Gara pulled a chair up next to me and took my hands in hers. Gara had never touched me in all the time we’d been acquainted. She was a proper woman who didn’t want to give the wrong impression.
“It’s okay,” I said. “Just a problem at home. It’s all right. Nobody’s sick. Nobody’s dying.”
I took a deep breath and pulled away. “What you talkin’ about a trick?”
“There ain’t no General, Colonel, or Major Thaddeus King anywhere in the army, and the only Clarence Miles is a master sergeant in Berlin.”
“Can I smoke in here?” I asked.
“No, but I’ll allow it anyway. You look like you need somethin’.”
The inhalation of cancer-causing smoke felt like the first breath I’d taken in a long time. It reminded me of what a man, I’d forgotten his name, that was friends with my maternal grandfather used to say: “We born dyin’, boy,” he’d opine. “If it wasn’t for death, we’d nevah draw a breath.”

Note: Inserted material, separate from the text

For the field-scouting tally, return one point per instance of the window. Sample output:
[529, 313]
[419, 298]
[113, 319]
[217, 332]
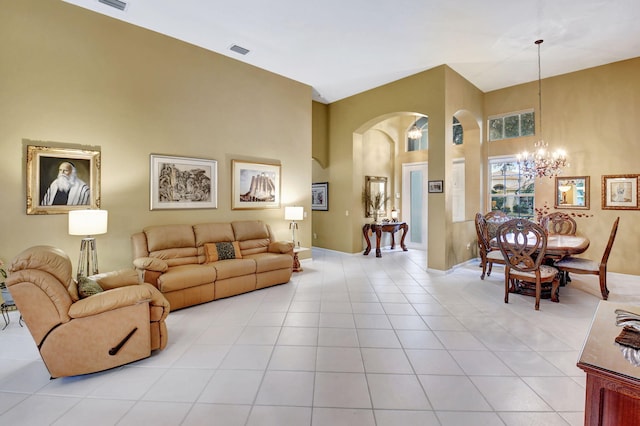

Everything Miles had said was a lie. What he’d said but not what I’d seen. They’d come armed and in force. They all had at least been in the military. They were killers and soldiers inasmuch as they were willing to put their lives, and others’ lives, on the line.
10
I always had a pretty good memory in times of stress. When I felt that my life was threatened or someone I loved was in danger, I began to pay very close attention to detail. It was like that when the liar Captain Miles and his men came in on me. Many of those details, including the decorated MP’s medals, had stuck in my mind.
One medal had red and yellow stripes with a bronze leaf across it and an ornate bronze circle dangling underneath; another had a yellow background with green and yellow stripes on it with a medal like a coin; the last ribbon was green, yellow, red, yellow, and green, holding up a bright red star.
Gara let me go into the small military library after seeing my haunted expression. She probably thought I was upset because someone I loved was dying or near death. If I had told her about Bonnie, she would probably have laughed and sent me packing. A broken heart was no reason to put her job in jeopardy.
The medals on my soldier’s chest were all earned in Vietnam: the Republic of Vietnam Gallantry Cross, the Vietnam Service Medal, and a medal given specifically for wounds.
I wrote down the names and came out to the lounge to see Gara once again in her big green chair. She’d finished Salinger’s masterpiece and moved on to some fat tome. She was drinking from a sixteen-ounce soda bottle, smirking at the text.
“I have a need,” I said, all the sadness and remorse gone from my face and my voice.
“We all do,” she replied, continuing her reading and drinking.
“I need to know what soldiers have received these three medals in the last five years.”
I placed the list on the table next to her.
“Here at the library we lead the horse to water, Mr. Rawlins,” she said. “We don’t get down on our knees and drink for him.”
I placed one of Miles’s hundred-dollar bills on top of the list. That was just another example of my emotional distress. If I had been in a normal state, I would have put a twenty down. Twenty dollars was enough for what I was asking. But there was something poetic, something that resonated with justice, about paying for my information with the very money the liar had given me.